If you are willing to use a library, you could use com.google.guava:guava:12+
:
Class<?> clazz = com.google.common.reflect.TypeToken.of(type).getRawType();
Alternatively you could also use com.fasterxml.jackson.core:jackson-databind:2.8.x
:
Class<?> clazz = com.fasterxml.jackson.databind.type.TypeFactory.rawClass(type);
This handles all cases correctly and you will get the type-erased class of your type.

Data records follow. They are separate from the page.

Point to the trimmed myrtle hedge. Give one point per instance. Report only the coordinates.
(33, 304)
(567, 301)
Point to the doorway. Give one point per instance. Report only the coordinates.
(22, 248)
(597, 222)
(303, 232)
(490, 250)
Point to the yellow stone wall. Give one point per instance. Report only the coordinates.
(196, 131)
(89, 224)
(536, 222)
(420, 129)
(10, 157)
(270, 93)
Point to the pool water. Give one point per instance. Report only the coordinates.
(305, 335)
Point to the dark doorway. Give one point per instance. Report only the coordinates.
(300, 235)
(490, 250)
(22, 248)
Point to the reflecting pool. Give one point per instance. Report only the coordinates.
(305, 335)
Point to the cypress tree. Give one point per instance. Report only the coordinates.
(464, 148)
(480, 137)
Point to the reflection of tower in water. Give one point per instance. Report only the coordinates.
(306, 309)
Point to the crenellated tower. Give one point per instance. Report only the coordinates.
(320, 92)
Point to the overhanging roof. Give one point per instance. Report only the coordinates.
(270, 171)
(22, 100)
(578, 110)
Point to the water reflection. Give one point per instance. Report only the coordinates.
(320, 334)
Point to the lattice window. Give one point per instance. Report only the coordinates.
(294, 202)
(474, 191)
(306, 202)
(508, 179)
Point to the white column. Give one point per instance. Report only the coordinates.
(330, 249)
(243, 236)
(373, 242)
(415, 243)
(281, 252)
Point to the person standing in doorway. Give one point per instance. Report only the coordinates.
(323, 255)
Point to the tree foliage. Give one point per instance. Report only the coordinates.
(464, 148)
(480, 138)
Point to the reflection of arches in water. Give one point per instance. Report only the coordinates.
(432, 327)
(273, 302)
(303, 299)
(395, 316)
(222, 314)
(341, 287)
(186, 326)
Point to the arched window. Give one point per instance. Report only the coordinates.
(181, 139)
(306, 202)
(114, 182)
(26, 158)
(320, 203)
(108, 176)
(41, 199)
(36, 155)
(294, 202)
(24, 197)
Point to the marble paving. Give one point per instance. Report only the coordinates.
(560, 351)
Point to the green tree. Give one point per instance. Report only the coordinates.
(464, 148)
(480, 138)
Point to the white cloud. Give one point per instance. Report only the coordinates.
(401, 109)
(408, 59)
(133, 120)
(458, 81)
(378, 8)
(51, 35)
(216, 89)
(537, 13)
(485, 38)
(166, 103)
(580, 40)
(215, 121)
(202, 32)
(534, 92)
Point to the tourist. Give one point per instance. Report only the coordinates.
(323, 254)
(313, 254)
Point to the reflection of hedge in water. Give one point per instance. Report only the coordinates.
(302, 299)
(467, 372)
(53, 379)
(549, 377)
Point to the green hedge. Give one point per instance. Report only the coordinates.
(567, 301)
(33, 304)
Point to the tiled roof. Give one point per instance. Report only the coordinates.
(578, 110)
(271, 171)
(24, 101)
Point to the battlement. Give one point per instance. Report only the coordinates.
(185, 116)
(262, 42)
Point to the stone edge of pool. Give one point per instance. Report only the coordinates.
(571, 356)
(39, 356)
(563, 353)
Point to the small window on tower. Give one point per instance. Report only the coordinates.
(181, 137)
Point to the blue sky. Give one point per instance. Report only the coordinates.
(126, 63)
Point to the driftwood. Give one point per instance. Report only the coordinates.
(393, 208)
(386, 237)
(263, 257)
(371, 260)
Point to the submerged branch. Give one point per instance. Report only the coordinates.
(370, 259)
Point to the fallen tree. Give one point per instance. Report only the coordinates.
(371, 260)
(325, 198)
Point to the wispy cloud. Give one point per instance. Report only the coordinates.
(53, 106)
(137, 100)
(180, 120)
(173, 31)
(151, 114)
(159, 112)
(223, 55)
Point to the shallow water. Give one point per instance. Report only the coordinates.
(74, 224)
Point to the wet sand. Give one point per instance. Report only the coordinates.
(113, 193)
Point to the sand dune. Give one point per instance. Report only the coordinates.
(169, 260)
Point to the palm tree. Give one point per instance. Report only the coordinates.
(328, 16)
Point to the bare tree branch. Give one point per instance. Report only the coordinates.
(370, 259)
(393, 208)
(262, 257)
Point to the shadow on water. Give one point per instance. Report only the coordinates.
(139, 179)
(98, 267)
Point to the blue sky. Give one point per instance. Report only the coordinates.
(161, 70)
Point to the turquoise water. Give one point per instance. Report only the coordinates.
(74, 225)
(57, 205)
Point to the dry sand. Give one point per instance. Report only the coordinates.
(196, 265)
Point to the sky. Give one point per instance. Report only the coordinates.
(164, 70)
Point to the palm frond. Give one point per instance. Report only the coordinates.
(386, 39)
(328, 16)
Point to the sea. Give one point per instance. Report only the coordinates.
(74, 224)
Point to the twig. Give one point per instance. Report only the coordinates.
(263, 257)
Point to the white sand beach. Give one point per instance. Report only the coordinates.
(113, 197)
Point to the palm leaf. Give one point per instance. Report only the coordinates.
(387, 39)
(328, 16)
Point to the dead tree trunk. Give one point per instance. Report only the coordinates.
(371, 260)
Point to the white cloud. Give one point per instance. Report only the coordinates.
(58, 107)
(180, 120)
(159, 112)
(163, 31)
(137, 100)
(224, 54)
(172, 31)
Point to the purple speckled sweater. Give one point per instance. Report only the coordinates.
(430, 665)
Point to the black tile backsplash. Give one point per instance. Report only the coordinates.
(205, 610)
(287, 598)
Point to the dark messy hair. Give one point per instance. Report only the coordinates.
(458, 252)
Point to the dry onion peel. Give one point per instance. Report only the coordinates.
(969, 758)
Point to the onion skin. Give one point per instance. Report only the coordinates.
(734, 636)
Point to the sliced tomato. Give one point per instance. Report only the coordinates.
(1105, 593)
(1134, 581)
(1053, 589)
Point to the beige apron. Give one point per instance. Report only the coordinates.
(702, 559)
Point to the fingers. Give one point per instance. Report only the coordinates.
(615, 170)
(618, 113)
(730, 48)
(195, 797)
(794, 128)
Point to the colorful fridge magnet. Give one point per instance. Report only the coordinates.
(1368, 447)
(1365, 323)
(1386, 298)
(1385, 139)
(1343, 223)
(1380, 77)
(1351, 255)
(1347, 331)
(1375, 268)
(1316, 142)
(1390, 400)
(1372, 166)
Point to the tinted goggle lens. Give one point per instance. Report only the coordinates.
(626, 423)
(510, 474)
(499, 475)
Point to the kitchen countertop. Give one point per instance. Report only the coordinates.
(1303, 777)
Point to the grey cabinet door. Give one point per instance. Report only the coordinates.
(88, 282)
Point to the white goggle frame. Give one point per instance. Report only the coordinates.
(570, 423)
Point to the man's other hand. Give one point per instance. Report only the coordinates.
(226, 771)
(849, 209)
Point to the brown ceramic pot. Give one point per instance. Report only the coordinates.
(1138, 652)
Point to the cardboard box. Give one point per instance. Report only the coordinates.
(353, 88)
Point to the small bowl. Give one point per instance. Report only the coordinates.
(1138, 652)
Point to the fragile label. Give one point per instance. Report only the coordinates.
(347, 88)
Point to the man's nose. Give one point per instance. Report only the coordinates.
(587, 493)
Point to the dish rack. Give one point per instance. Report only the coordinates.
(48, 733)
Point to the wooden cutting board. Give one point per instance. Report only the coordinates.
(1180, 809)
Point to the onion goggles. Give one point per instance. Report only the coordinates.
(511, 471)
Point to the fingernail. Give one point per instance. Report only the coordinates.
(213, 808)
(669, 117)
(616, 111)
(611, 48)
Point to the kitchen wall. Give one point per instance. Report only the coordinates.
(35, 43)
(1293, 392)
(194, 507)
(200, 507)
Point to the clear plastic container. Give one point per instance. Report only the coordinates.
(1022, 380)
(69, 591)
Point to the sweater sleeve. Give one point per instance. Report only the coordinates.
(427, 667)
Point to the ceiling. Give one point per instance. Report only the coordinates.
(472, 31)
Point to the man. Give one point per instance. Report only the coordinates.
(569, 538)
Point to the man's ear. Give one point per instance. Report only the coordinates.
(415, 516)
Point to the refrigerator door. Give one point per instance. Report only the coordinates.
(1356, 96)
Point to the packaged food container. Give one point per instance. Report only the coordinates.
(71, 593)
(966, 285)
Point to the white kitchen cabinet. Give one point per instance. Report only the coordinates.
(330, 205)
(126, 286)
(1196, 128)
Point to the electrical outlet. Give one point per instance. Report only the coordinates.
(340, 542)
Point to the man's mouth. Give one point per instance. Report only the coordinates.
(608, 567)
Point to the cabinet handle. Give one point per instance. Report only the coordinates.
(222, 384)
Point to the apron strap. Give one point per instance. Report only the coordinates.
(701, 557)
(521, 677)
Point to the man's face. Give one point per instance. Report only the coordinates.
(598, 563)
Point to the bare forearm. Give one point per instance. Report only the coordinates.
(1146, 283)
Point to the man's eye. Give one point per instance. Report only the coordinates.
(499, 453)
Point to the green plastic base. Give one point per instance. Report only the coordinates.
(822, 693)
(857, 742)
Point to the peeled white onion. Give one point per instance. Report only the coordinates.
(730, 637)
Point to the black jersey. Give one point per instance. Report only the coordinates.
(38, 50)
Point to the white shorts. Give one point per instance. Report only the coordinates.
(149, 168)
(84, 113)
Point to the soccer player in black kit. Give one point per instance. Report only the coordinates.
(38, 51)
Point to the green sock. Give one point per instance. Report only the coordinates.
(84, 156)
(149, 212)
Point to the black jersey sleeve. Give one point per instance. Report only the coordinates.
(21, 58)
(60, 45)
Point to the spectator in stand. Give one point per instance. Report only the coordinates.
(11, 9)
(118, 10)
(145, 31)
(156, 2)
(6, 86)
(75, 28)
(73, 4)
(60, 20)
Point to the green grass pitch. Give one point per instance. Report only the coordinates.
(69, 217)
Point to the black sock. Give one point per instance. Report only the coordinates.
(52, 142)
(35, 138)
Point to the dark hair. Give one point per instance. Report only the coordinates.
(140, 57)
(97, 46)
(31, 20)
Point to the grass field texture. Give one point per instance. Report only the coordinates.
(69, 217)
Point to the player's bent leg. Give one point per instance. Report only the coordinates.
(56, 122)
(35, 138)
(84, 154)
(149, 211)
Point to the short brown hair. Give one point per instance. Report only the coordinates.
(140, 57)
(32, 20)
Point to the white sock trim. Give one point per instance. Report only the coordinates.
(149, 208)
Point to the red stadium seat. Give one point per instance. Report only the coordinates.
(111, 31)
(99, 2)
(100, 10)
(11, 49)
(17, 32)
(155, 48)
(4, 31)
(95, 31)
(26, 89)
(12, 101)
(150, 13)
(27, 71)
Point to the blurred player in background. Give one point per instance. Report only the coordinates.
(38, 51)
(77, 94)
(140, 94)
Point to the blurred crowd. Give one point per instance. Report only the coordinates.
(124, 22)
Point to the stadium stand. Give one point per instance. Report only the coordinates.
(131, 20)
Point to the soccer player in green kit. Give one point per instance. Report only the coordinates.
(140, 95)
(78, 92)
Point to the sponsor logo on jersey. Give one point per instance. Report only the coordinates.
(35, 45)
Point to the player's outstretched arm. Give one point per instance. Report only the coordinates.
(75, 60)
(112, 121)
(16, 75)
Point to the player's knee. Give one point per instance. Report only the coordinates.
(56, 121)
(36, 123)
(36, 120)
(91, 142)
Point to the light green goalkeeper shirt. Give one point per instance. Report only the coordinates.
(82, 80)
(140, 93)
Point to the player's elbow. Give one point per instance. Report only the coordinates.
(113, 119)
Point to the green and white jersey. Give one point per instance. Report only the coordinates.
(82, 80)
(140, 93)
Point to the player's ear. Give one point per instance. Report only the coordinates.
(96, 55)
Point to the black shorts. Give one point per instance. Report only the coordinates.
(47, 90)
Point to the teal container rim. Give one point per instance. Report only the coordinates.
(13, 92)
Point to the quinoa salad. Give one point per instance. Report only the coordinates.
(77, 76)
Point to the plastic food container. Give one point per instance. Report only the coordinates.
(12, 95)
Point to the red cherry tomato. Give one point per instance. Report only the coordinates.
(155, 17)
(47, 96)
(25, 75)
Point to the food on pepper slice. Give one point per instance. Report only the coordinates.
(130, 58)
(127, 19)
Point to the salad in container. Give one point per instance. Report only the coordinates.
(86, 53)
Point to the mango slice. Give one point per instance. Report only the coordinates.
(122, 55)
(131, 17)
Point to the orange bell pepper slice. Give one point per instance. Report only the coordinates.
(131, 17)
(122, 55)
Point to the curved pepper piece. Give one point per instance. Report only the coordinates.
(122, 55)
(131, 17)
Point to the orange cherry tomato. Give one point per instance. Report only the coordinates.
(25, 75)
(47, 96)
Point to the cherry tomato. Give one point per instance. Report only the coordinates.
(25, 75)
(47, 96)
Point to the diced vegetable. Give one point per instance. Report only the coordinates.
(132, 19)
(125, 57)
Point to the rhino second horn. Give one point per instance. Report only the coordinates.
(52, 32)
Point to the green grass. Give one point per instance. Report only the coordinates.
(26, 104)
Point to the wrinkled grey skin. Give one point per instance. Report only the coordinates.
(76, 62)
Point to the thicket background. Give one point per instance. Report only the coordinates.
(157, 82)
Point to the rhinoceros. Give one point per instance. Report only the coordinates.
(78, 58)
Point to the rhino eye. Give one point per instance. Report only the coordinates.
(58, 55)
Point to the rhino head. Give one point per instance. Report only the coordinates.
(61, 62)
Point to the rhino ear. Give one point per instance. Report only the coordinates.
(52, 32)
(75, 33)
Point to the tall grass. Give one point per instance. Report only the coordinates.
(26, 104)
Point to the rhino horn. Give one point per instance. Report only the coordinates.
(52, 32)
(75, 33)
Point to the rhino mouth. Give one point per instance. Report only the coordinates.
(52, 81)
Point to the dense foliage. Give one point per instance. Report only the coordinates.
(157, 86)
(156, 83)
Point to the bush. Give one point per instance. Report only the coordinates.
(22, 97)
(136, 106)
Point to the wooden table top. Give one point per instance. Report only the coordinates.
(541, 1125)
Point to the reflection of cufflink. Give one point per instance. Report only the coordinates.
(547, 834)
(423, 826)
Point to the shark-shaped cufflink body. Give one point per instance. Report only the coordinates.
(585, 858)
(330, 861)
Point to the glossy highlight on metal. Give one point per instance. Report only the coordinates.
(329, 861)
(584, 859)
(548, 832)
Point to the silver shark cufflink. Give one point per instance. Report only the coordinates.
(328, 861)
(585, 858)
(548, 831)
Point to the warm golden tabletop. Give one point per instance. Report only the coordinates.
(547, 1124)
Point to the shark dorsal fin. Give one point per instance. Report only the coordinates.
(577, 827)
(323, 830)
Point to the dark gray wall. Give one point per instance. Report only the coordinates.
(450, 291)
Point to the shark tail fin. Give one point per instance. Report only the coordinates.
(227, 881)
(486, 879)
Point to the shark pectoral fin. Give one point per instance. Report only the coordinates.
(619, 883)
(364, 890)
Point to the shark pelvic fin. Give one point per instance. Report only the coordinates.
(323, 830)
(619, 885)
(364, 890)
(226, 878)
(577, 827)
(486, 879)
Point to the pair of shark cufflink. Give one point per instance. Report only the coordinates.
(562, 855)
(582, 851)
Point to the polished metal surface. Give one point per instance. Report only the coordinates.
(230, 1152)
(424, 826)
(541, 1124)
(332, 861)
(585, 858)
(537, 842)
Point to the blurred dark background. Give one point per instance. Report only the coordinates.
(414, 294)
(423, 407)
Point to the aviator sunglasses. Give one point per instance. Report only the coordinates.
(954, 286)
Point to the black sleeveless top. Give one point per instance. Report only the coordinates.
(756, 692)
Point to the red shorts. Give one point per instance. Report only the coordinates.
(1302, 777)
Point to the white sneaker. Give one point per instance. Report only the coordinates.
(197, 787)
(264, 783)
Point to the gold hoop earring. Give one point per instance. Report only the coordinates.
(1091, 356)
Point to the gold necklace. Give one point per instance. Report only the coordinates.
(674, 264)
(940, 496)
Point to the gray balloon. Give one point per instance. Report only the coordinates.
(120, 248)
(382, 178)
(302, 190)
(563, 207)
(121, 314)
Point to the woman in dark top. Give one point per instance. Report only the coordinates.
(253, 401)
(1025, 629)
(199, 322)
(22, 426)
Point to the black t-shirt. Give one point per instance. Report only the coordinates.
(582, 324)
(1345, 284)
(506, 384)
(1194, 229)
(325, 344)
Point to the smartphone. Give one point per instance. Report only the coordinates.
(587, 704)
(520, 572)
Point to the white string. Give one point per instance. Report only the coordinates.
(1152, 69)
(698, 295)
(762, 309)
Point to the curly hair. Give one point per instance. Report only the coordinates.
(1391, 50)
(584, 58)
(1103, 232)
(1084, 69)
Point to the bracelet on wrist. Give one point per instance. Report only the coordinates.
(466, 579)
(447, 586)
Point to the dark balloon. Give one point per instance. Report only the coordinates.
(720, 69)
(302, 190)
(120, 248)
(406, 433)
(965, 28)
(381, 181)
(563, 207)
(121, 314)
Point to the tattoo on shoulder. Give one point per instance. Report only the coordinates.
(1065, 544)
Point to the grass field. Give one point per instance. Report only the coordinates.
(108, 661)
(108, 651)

Andy Turner answer is correct, however if you need to retrieve a class from a type parameter this is a complete example:
private static class MyClass extends ArrayList<Integer> {
}
public static void main(String[] args) {
ParameterizedType arrayListWithParamType
= (ParameterizedType) MyClass.class.getGenericSuperclass();
Type integerType = arrayListWithParamType.getActualTypeArguments()[0];
Class<?> integerClass = (Class<?>) integerType;
System.out.println(integerClass == Integer.class);
}
Using generic types in runtime is a little bit tricky in Java. And I think this is a root cause of your issue.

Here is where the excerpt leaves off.